Aku mengerutkan bibir, bekas luka di wajahku berkerut, mengangguk, dan berjalan perlahan ke arahnya, seperti cheetah yang mengintai mangsanya. Aliran kepuasan meresap ke dalam aliran darahku ketika dia tegang, membeku di bawah tatapanku.

"Dan kau bilang kau tidak punya cara untuk menghubungi salah satu dari mereka?"

Dia menelan dan menggelengkan kepala. "Rick memutuskan teleponnya setelah transfer selesai. Mungkin untuk menghindar darimu."

Aku mengangguk, memerhatikan posisinya yang canggung dan cara kakinya yang mengarah ke dalam. Dia hampir tidak bisa menahan diri untuk tidak mengompol.

Tidak ada rasa percaya diri karena berada di tempat umum, mengetahui dosa terburukmu hanya menakuti beberapa wanita di sebuah restoran.

Dia sudah sangat buruk kali ini. "Jadi, kenapa kau melakukannya, Max?" "Kau membunuh ayahku, jadi kesepakatan dibatalkan," dia meludah,

kemarahan berkilat di matanya. Aku hanya bisa menatapnya, mencoba memproses kata-katanya.

Setelah aku membunuh Archie Talaverra, aku memotong tangannya dan meletakkannya di depan pintu Addie sebagai pengingat bahwa dia milikku, dan tidak ada orang lain yang boleh menyentuhnya. Max mengetahui hal ini dan mulai menyalahkan Addie atas kematian Archie, jadi aku membuat kesepakatan dengannya. Aku tidak akan membunuh ayahnya, dan dia tidak akan menyentuh Addie. Butuh penculikan dan merekam video untuk menegaskan poin tersebut, tapi dia menepati janjinya. Hingga baru-baru ini.

Hal yang lucu adalah, aku tidak pernah membunuh ayahnya. "Maaf?" Dia berkedip, wajahnya perlahan memerah. "Kau membunuh—"

"Aku mendengar apa yang kau katakan," seruku. "Apa yang membuatmu berpikir itu aku?"

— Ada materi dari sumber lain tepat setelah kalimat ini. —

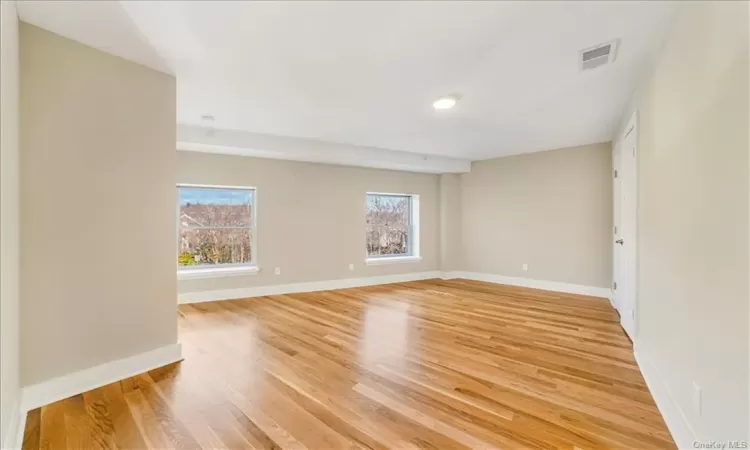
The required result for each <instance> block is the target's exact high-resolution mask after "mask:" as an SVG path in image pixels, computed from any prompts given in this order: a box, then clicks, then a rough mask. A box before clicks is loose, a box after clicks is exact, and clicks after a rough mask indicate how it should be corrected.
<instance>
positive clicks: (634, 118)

Wajahnya mengerut. "Karena kau bilang begitu," teriaknya, melangkah mengancam ke arahku. Aku lebih baik dan melompat ke wajahnya, membuatnya mundur dan kehilangan pijakan.

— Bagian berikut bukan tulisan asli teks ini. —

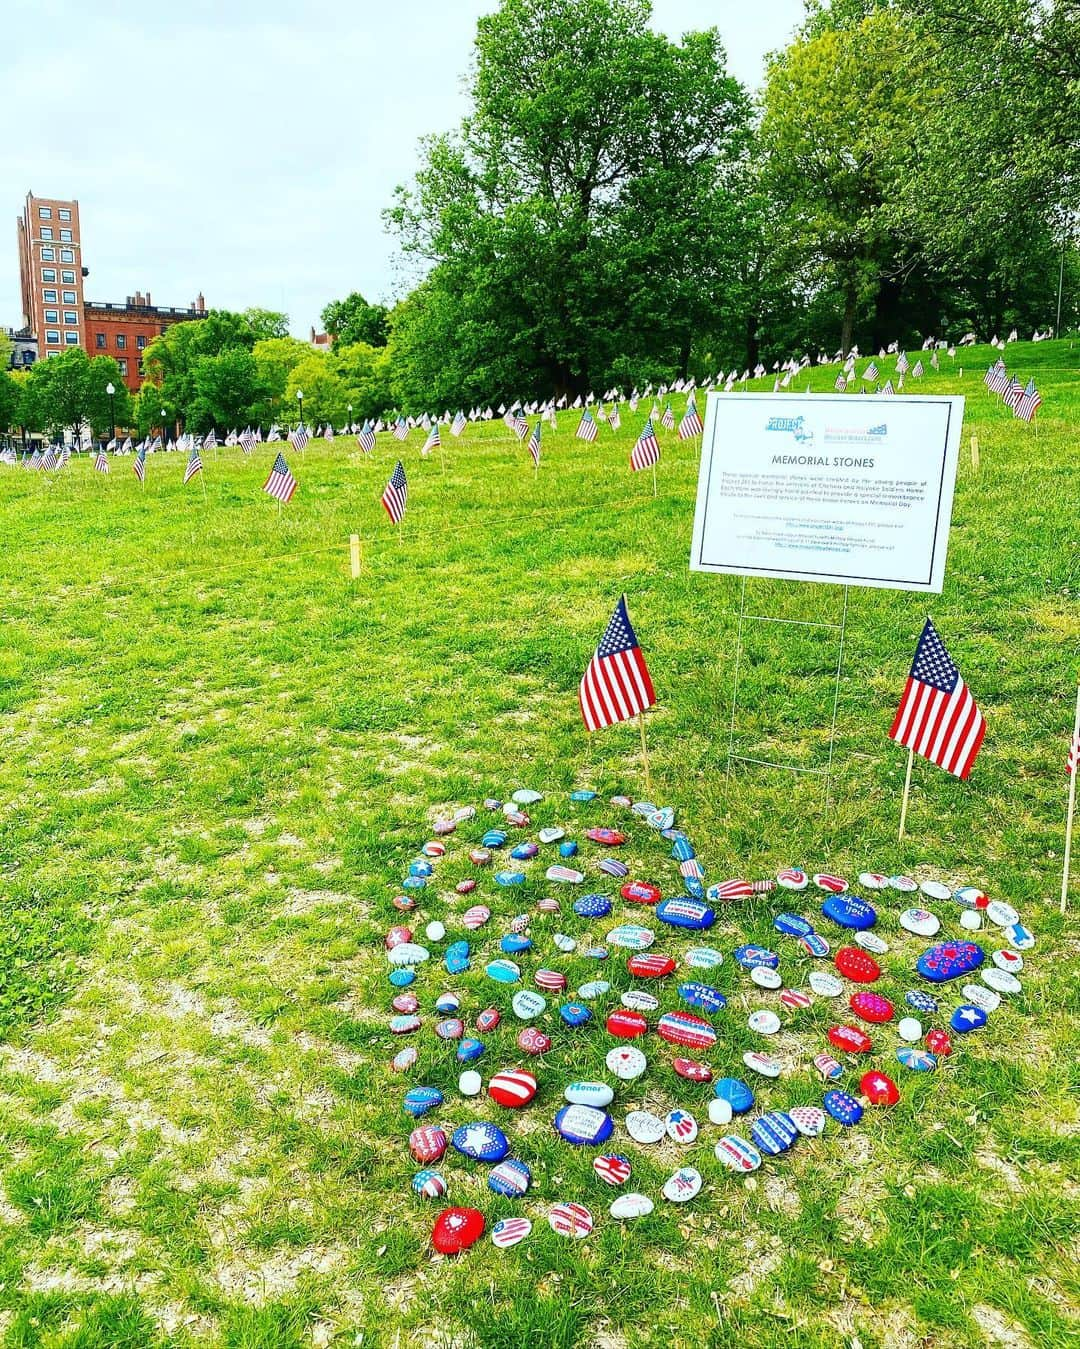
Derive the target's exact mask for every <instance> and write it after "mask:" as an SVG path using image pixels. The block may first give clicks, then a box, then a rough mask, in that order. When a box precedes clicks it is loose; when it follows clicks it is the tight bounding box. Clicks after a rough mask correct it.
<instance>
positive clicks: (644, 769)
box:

Aku menangkapnya dengan kerah bajunya dan menariknya dekat. "Jelaskan, Max," seruku. "Karena aku tidak membunuh ayahmu. Jika aku melakukannya, aku sudah membunuh kalian berdua. Kita membuat kesepakatan, dan aku menepati janjiku."

Dia menggelengkan kepala, napasnya seperti api. "Kamu mengirimkan video tentang kamu memenggal ayahku pada hari Jumat. Di video itu, kamu bilang, 'Ini untuk Adeline Reilly.'"

Api mengalir dalam pembuluh darahku, setiap serabut dalam tubuhku terasa menonjol. "Apa itu suaraku?"

"Eh—aku nggak tahu, bro! Aku nggak punya rekaman suaramu buat dibandingkan. Yang aku tahu, suaranya dalam seperti suaramu."

Aku mengangguk, membiarkannya melihat betapa besarnya kesalahan yang dia buat. Tidak perlu jadi jenius untuk mengetahui siapa sebenarnya yang membunuh ayahnya.

"Apakah kamu memeriksa apakah itu aku?"

"Oh, maaf, bro, lain kali aku akan telpon kamu," balasnya.

Aku tersenyum kejam. "Apakah kamu bilang kamu tidak cerdas, Maximilian? Karena aku cerdas, dan aku punya banyak cara untuk membuatmu menderita. Jika kamu mau membalas dendam untuk sebuah pembunuhan, pastikan dulu siapa yang benar-benar melakukannya."

Dia gelagapan, mulutnya terbuka-tutup saat menyadari bahwa dia bertindak tanpa berpikir. Dia melihat ayahnya mati dengan brutal, memutuskan siapa pelakunya berdasarkan satu kalimat, dan mengirim Addie ke rumah jagal.

Merah mulai memenuhi pandanganku, dan butuh semua kontrol untuk menahannya. Aku ingin melihat setiap detik kematian Max.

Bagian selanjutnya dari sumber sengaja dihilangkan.